Despite the Bangladesh Labour Act(2006), which targets child labour, and the Education Act (2016), that brings compulsory education until the equivalent of eighth grade, or 14 years old, most of the Rohingya children cannot benefit from these protective laws.
Rohingya refugee Rabia Khatun, 33, mother of Nur Hafes, washes utensils as her children stand outside their shelter at Palong Khali refugee camp, near Cox's Bazar, Bangladesh, October 27, 2017.
Only 33,000 Rohingyan people received official refugee status. Hundreds of thousands of others are recognised as “undocumented Myanmar nationals” or “Forcibly Displaced Myanmar Nationals”, thus depriving their children of benefiting from protective laws that are already available for Bangladeshi citizens.
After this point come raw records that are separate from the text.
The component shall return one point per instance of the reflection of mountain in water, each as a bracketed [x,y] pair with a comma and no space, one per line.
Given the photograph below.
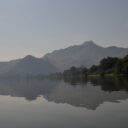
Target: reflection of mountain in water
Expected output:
[89,94]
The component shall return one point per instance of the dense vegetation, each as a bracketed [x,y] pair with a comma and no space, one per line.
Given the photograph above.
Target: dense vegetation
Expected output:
[107,66]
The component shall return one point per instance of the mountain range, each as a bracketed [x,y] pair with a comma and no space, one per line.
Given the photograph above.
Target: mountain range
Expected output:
[86,54]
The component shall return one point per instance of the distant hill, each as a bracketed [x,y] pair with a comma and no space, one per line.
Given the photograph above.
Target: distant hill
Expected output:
[26,65]
[86,54]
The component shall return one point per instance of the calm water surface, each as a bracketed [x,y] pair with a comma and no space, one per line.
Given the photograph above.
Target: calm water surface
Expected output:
[69,103]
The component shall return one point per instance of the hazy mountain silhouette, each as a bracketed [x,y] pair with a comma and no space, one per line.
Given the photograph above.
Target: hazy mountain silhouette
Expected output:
[26,65]
[86,54]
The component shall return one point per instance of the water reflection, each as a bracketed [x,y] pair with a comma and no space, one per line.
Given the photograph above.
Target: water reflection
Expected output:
[88,93]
Nearly 60 children were born in refugee camps in 2018 - they come into this world without any registration.
A Rohingya refugee child looks at the vill from a hill at Unchiparang refugee camp, near Cox's Bazar, Bangladesh January 11, 2018.
“Rohingya babies being born without citizenship, very few births in the camps are formally registered, thereby diminishing the available protection mechanisms even further,” the Xchange report stated.
According to the United Nations’ migration agency, Rohingya refugee girls are being sold into forced labour to raise money for desperate families in overcrowded camps in Bangladesh.